First of all, let me explain what Sokoban is. It is a logic game created in Japan and it literally means "warehouse keeper". It is a type of transport puzzle, in which the player pushes boxes or crates around in a warehouse, trying to get them to storage locations. More about the rules can be found on Wikipedia.
I'm wondering is there a sokoban level (map, room, call it however you want) such that, no matter which moves the player chose, there will always be at least one movable box.
My research
Usually, there are a notation for describing sokoban levels. Walls are represented as (#) symbol, free spaces are white spaces (), player is (@) and ($) represents boxes. Target fields are represented as (.). Here is an example level
#####
#@$.#
#####
This is the simplest possible sokoban level. Solution is just one move to the right and the only box will be placed at the only target field. You can see example levels on many Sokoban simulators on the internet.
Of course, there are impossible levels, like this one
######
#@$#.#
# #
######
The box is in the corner and there is no way the player can move it from the corner in the target field. Therefore, this level is considered impossible. It actually turned out to be very hard to determine if arbitrary level is possible or not. But, because there are finitely many states, it can be theoretically checked using brute-force methods.
Now, back to my question. We saw that there are solvable, but also impossible levels. My question is: can we construct a possible level such that, no matter what player do (playing arbitrary moves: up, left, right, down), it cannot place all boxes in such positions that there is no movable boxes left.
What does a movable box mean? A movable box is a box which can be theoretically moved by a player in some sequence of moves. For example, both of these two boxes are movable
#####
#@$.#
##$##
#.#
###
But, only one box in the following level is movable
#####
#@$.#
### #
#$#
#.#
###
The down box will never be in a corner, but player cannot reach it, so it is considered unmovable. Here is another example
######
#@ #
# #. #
# $$ #
# .# #
# #
######
Both boxes are unmovable. They are not in any corner, but there is no way playter can move any of them.
My attempts
At first, I though such level doesn't exist. My opinion was that any level, after some sequence of moves, will no more contain movable boxes. However, I tried to prove it, but it turned out to be harder than I though. Now I actually think that such level can be constructed and I'm interested in how that level would look like.
Here is few attempts I made to construct such level (I'm not drawing target fields, just because they are not important)
$
# ###
# @$ $
#$# #
$ $$#
### #
$
This is not a good what I'm looking for. In this level, player can, for example, move left and then down and one of the blocks will become unmovable. I think, in order to construct such level, there must exist a loop player must follow. I mean, probably, the only way such level may exist is to contain blocks in such order that player can at any point in time move exactly one block. Movement of that block will prevent access to previous blocks, but open new path leading to another block, etc.

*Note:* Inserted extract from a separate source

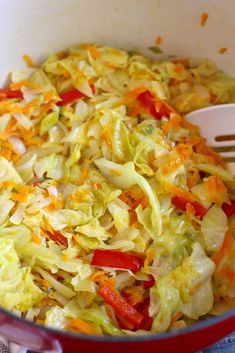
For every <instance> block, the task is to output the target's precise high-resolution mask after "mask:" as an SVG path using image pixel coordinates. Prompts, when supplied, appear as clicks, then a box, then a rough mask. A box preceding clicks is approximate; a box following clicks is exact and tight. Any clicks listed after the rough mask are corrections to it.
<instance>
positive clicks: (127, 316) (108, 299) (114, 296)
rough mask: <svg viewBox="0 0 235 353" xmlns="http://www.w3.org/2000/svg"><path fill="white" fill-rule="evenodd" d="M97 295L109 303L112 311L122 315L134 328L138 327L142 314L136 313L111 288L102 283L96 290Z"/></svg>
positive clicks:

It should be done in a loop: player move one block, then there's only one free path, at the end of the path there is exactly one block, after moving that block, previous path is now closed and new path is open, etc, until it reaches the beginning.

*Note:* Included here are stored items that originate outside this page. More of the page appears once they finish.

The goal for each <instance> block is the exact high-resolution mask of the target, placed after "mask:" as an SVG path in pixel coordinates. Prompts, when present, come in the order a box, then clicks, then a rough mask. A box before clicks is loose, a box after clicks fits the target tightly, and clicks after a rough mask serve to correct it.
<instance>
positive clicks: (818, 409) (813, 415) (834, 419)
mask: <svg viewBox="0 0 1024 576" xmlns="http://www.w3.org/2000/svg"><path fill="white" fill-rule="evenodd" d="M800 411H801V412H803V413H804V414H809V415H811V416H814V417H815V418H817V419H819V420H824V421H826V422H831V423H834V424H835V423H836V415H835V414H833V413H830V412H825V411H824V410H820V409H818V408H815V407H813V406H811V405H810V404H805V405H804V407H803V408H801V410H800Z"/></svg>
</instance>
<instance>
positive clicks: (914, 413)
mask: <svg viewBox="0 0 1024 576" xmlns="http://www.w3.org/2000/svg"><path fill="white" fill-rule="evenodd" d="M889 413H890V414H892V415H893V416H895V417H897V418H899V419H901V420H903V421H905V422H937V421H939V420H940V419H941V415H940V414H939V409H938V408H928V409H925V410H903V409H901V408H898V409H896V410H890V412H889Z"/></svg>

I'm really not sure if such level even exists, but I think it would be very interesting to try to construct it, or ot prove that it doesn't exist.
Why?
What does this question have to do with math? Who will ever find the answer to this question useful?
I don't think the answer necessarily need to be useful. On the other hand, there are many open math problems involving Sokoban game as the main concept, so I think if someone succeed to prove or disprove that such level exists, then it will maybe solve some other Sokoban problems. There are many articles written about Sokoban math problems and similar concepts involving Sokoban, so I think it really can be useful to have some deeper understanding of how this concept works.
If you don't think this question is useful, then please avoid it. If you have free time to spend, then you can play with this question, otherwise, please move on. There are tons of new question, so if you don't think this question may be useful, then just don't answer it. Very simple.
Thank you ina dvance to anyone who decide to help.